Non c’è altro luogo sulla Terra al pari del continente africano capace di smascherare i paradossi e le incertezze che attanagliano la società occidentale. In queste settimane, i golpe in Niger e Gabon hanno richiamato l’attenzione verso un mondo di dinamiche e interessi che il più delle volte fatichiamo a comprendere, salvo poi riconoscere che molti di essi sono frutto di scelte quantomeno improvvide adottate nelle nostre capitali.

Una consapevolezza scomoda, spesso trascurata; al più ovattata da quella parte della nostra coscienza che non smette di anelare un’Africa democratica, prospera e padrona delle sue risorse e del suo destino.

Convinzioni naïf

È un disagio morale che esce dalla logica del realismo per entrare nei contorni naïf della nostra esperienza, elevata a modello universale di società ideale. Quella che auspichiamo è un’Africa figlia del trionfo della democrazia liberale, quella stessa democrazia che abbiamo salutato come la “fine della storia”, salvo poi accorgerci che la trama è tutt’altro che conclusa.

Un errore aggravato dalla convinzione che il nostro percorso sia la sola direzione possibile verso il progresso, ciechi al fatto che, al di fuori dell’occidente, il mondo è ricco di “storie” parallele e cariche di pari dignità.

Immaginare di proporre ad “altri” di camminare lungo la nostra strada al fine di procedere più speditamente verso la meta del bene comune è un pericoloso esercizio di presunzione: in Europa ci sono voluti secoli di guerre, rivoluzioni e genocidi prima che le nobili idee di Socrate e Voltaire acquistassero senso compiuto.

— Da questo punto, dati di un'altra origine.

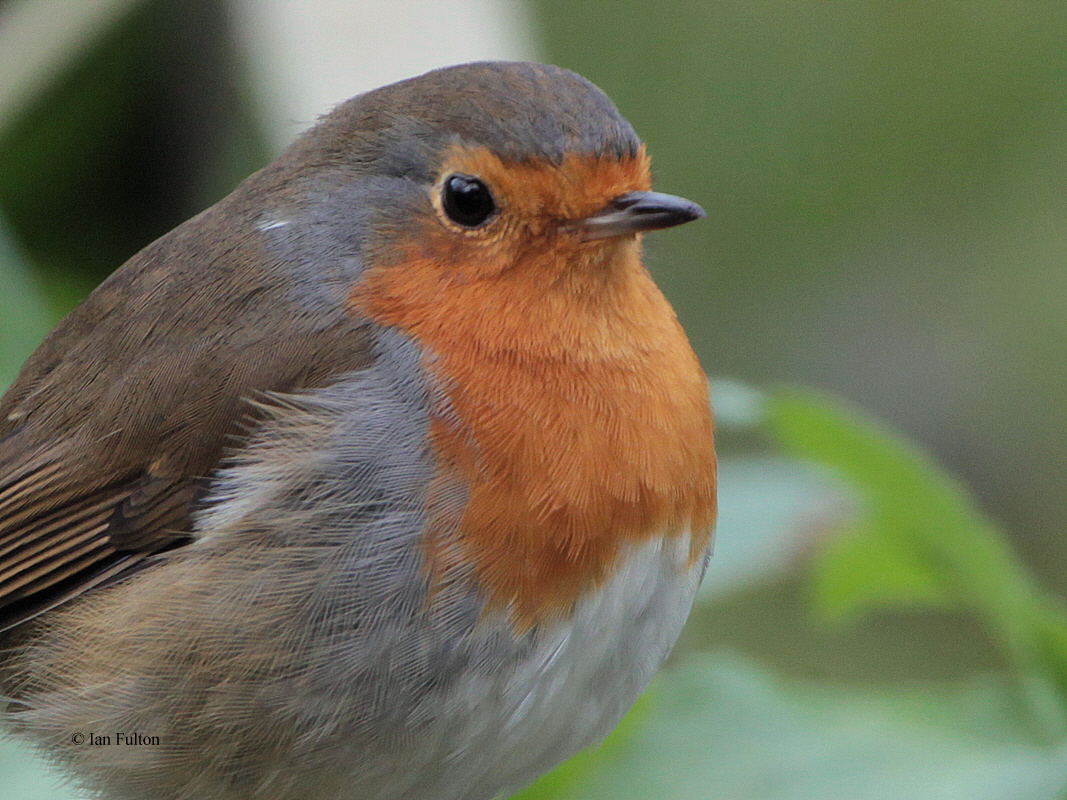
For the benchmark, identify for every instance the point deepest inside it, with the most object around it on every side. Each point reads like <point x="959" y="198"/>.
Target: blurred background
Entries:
<point x="886" y="187"/>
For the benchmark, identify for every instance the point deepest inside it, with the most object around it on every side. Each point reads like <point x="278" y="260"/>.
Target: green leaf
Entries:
<point x="920" y="537"/>
<point x="25" y="318"/>
<point x="721" y="728"/>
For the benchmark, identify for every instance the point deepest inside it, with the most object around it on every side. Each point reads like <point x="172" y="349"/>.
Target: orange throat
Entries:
<point x="577" y="420"/>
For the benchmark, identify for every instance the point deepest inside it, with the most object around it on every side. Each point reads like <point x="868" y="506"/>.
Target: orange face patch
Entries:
<point x="578" y="416"/>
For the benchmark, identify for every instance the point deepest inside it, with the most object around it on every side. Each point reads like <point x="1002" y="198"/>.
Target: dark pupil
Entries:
<point x="467" y="202"/>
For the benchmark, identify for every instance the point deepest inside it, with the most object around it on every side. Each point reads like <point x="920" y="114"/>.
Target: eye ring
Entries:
<point x="466" y="201"/>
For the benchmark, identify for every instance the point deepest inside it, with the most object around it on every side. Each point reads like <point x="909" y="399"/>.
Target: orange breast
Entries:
<point x="578" y="417"/>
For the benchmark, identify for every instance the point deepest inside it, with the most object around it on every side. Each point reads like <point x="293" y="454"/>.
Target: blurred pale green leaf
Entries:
<point x="25" y="318"/>
<point x="770" y="509"/>
<point x="721" y="728"/>
<point x="919" y="537"/>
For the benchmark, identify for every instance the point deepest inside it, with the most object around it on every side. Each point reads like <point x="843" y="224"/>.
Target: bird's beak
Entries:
<point x="638" y="211"/>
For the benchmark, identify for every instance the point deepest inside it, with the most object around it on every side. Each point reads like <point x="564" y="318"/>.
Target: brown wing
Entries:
<point x="112" y="428"/>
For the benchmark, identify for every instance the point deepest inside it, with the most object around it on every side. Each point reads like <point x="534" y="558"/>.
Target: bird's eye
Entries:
<point x="466" y="201"/>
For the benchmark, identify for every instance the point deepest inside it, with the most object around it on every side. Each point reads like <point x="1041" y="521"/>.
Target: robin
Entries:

Il prezzo pagato è tuttavia lontano dal porci in una posizione di superiorità morale. Non tanto per la quantità di dolore che ci ha imposto, presumibilmente non superiore a quello conosciuto nel continente africano, bensì perché l’esperienza di quelle vicende è il risultato di un retaggio distinto che non possiamo impiantare lungo il tragitto altrui.

Strategie e dilemmi 

Sembrerebbe allora che l’unica cosa da fare affinché l’Africa possa vivere in pace, sia proprio “lasciarla in pace”. Potrebbe rivelarsi una buona strategia, se non fosse che genera ulteriori dilemmi: come non sentire il peso della responsabilità di aver contribuito noi stessi a privare della pace il continente? E come ignorare che la nostra stessa cultura ci impone di ascoltare le richieste di aiuto che parti di quel mondo rivolgono a noi? Certo, non possiamo negare cibo e assistenza, ma possiamo essere così sordi da ritenere libere di scrivere la propria storia anche quelle realtà che negano i diritti civili o si dichiarano avverse all’idea di democrazia?

Dilemmi che potremmo superare se incominciassimo a prendere sul serio quel grido di rivendicazione che da decenni reclama “l’Africa agli africani”, considerandolo come un approccio culturale ancor prima che come un progetto politico: un contesto in cui ogni iniziativa di dialogo e relazione non può che fondarsi su un reciproco riconoscimento della dignità delle identità coinvolte, nella consapevolezza che nessuna società può ritenersi migliore, ma ognuna da sé deve poter scegliere se seguire o meno un’orma impressa sul cammino di un altro.

Nell’ascolto reciproco, sarà la narrazione dei risultati del nostro percorso a permetterci di far emergere i valori che per noi restano essenziali. Ma invece di esportare la nostra esperienza, come abbiamo fatto per secoli, è arrivato il momento di testimoniarla.

Se un giorno quei paesi, oggi controllati da generali in divisa, saranno governati da cittadini liberi e sovrani, sarà magari perché nella nostra testimonianza avranno individuato e accolto un’impronta ritenuta coerente con la propria storia. Ma dobbiamo anche saper accettare che giungano a mete diverse per percorsi diversi. Perché se cadono al suolo non possiamo non sentirci investiti dal dovere di aiutarli a rialzarsi, ma dobbiamo fare attenzione a non proporre un “passaggio”, all’apparenza conveniente, che finirà invece per portarli lontano dal loro personale tragitto.